Traditionally, EECs are classified on the basis of the hormones they produce: L cells (GLP-1 and peptide YY [PYY]), K cells (gastric inhibitory polypeptide [GIP]), I cells (cholecystokinin [CCK]), D cells (somatostatin [SST]), S cells (secretin [SCT]), and enterochromaffin (EC) cells (serotonin [5-HT]) (Latorre et al., 2016). However, substantial data from recent studies using transcriptional profiling, transgenic reporter lines, immunohistochemistry, and particularly single-cell RNA sequencing have demonstrated that there is significant coexpression of hormones and crossover between EEC subtypes (Egerod et al., 2012; Habib et al., 2012; Gribble and Reimann, 2016; Haber et al., 2017; Gehart et al., 2019). EECs differentiate from the common LGR5+ pluripotent stem cells in the base of the crypt compartment (Cheng and Leblond, 1974; Barker et al., 2007).
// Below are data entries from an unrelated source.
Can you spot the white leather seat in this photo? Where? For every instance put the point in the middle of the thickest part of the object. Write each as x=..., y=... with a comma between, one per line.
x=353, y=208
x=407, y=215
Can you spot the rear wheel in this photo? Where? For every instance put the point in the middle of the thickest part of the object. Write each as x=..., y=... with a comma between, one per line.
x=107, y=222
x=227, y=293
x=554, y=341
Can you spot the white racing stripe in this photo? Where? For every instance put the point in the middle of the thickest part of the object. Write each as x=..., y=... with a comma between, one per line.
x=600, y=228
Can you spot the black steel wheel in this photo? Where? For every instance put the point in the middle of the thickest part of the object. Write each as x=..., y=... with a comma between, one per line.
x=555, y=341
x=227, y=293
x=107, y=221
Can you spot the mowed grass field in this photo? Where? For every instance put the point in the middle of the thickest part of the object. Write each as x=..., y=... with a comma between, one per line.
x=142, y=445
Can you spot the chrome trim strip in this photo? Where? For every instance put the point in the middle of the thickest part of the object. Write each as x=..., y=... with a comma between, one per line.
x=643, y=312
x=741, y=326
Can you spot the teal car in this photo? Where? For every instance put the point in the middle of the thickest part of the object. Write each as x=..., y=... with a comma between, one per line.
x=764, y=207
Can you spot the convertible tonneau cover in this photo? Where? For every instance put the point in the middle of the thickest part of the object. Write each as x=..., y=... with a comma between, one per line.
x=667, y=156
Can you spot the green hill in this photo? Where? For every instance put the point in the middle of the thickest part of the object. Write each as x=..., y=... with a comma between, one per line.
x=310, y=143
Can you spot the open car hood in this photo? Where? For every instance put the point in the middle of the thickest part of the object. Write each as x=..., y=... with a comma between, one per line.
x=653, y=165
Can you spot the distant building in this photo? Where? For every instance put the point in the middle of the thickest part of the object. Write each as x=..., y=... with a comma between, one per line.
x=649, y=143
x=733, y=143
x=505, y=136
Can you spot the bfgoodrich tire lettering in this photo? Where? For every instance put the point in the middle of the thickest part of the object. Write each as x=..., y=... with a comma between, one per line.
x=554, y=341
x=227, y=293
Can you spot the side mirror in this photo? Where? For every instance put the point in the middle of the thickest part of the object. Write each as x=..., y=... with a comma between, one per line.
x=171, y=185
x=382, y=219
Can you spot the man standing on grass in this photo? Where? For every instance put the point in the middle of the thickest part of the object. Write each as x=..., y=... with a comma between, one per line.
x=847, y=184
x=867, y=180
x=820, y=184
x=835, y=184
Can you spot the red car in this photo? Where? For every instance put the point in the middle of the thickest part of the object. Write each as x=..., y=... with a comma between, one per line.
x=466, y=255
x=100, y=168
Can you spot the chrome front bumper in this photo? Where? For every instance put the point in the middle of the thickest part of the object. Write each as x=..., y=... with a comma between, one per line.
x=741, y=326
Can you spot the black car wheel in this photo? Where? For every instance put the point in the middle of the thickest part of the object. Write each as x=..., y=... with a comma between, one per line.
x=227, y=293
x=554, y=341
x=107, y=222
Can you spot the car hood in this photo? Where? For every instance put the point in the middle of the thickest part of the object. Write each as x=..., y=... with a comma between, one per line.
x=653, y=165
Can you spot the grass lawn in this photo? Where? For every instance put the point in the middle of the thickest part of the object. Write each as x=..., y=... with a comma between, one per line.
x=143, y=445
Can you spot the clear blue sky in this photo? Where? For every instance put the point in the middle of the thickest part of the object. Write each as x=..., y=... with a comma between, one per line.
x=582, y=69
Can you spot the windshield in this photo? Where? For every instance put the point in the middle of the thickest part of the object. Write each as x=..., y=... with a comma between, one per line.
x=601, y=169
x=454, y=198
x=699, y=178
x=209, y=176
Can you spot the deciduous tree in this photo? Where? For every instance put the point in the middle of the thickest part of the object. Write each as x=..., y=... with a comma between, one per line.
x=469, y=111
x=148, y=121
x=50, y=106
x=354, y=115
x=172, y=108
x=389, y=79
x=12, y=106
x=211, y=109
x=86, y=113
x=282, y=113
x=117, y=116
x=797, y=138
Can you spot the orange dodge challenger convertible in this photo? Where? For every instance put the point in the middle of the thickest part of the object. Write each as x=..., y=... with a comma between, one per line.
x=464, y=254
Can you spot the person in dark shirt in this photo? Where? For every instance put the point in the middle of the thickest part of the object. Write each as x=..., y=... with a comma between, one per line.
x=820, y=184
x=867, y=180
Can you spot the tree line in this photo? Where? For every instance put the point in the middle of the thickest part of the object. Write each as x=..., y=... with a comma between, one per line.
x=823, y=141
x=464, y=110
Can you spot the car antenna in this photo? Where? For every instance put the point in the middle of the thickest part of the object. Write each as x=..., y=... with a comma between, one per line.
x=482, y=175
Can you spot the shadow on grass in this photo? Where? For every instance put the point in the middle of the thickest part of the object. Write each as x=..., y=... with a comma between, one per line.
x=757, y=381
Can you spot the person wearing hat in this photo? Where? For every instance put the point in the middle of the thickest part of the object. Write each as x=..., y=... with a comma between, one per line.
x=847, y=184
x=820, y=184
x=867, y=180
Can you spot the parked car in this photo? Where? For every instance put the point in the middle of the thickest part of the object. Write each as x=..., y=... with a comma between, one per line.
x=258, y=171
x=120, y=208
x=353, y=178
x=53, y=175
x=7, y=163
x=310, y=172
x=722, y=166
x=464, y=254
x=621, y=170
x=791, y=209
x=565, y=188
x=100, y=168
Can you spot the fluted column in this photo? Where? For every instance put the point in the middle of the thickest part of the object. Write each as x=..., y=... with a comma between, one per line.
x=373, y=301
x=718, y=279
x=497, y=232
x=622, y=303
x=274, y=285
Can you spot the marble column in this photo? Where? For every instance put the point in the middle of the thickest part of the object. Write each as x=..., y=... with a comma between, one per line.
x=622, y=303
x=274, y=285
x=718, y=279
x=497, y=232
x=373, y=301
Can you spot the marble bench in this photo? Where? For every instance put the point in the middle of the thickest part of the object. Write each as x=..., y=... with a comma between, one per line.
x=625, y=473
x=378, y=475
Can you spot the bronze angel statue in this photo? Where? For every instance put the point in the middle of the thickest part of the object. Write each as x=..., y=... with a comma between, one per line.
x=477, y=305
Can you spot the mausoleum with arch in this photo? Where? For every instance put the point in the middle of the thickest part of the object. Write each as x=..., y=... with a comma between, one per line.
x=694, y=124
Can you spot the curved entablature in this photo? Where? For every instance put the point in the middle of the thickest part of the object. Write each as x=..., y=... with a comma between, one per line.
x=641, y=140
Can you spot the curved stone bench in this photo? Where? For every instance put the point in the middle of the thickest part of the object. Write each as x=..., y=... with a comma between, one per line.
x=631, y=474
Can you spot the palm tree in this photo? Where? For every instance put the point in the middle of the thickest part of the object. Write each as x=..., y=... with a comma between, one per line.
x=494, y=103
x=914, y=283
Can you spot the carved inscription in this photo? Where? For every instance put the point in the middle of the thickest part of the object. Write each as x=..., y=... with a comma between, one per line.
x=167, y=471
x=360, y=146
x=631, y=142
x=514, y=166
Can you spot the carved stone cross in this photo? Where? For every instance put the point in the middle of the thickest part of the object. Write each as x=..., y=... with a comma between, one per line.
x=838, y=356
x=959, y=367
Three basic helix-loop-helix transcription factors, including ATOH1, Neurogenin 3 (encoded by the Ngn3 gene), and NeuroD1, are expressed sequentially and function in cascades for EEC differentiation (Schonhoff et al., 2004a). ATOH1 is critical for development of all three secretory cell types (Yang et al., 2001; Shroyer et al., 2007), whereas Neurogenin 3 is specific for determination and differentiation into EECs (Jenny et al., 2002; Lee et al.,2002; Mellitzer et al., 2010). NeuroD1, a downstream target of Neurogenin 3, is important for S and I cell differentiation (Mutoh et al., 1997; Naya et al., 1997). In addition, PAX4 and PAX6 have been shown to control L, K, D, and EC cell differentiation (Larsson et al., 1998). Recently, novel general and lineage-specific regulators of EEC differentiation have also been identified by real-time single-cell transcriptional profiling (Gehart et al., 2019). Nonetheless, the upstream molecular mechanisms fine-tuning the transcriptional machinery for EEC development have not been fully elucidated.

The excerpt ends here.